A Step towards Reform

While everyone is bemoaning the need for health care reform, it is going on as we speak.

Among the most important barriers to reform has been the division of health care into institutional (e.g., hospital) and professional (e.g., physician) sectors. While they are, in practice, indivisible, neither has taken responsibility for the other. The result has been an absence of accountability for performance. Without accountability, reform became very difficult because no one had responsibility for doing it.

That is changing.

In an article titled “Hospitals tie CEO bonuses to safety” (The Boston Globe, May 5, 2007), reporter Christopher Rowland points out that about half of the non-profit hospitals in the U.S. are now including patient safety in the criteria for awarding performance bonuses to their CEOs. Safety factors include checking of patient IDs, tracking tissue specimens, cross-checking medications, and hand washing.

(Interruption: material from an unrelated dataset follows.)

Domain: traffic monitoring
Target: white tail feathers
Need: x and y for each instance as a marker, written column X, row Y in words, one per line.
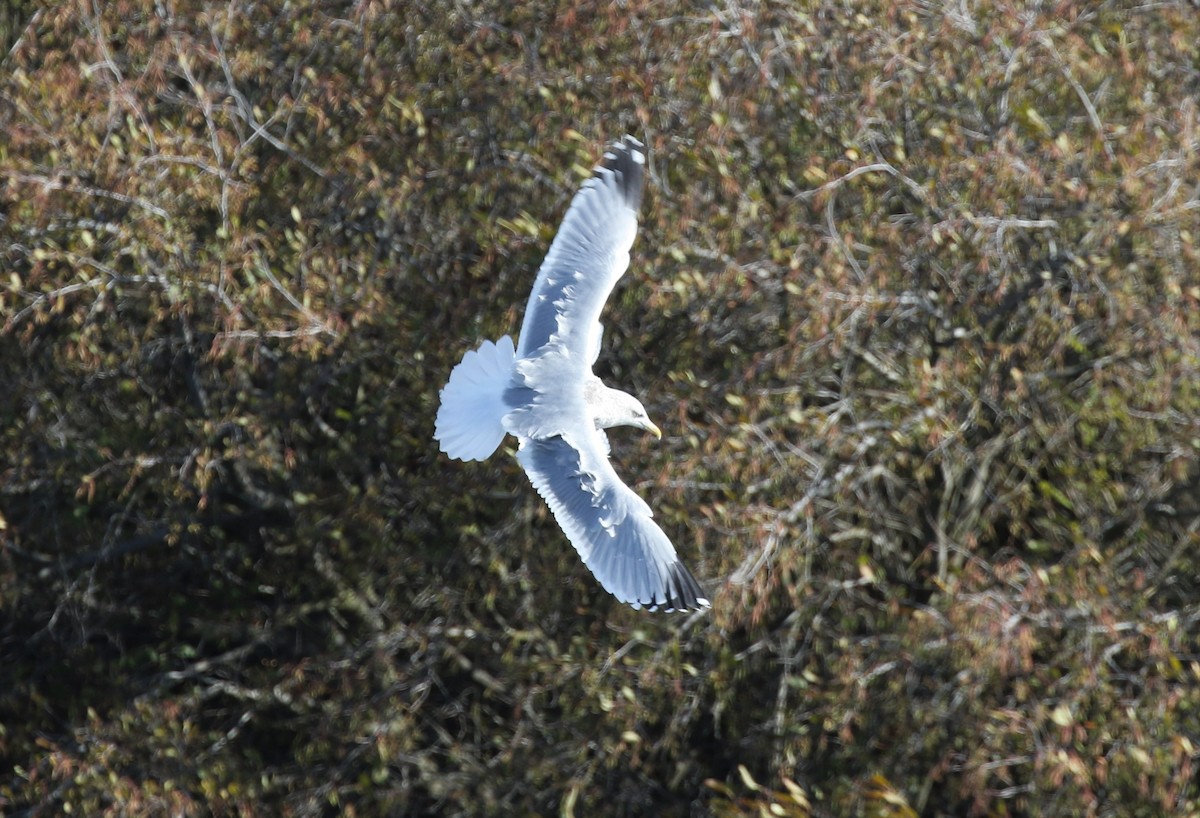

This development marks a huge shift in the culture of health care. In the past, safety issues such as these were considered clinical matters in which direct administrative involvement was taboo. Administrators could urge their professional staffs to address them, but going further than that was to put their jobs at risk.

The next step will be to hold administrators accountable for clinical outcomes. It, too, will be large one. But it will be easier than making them accountable for safety now that the barrier against administrative involvement in clinical matters has been breached.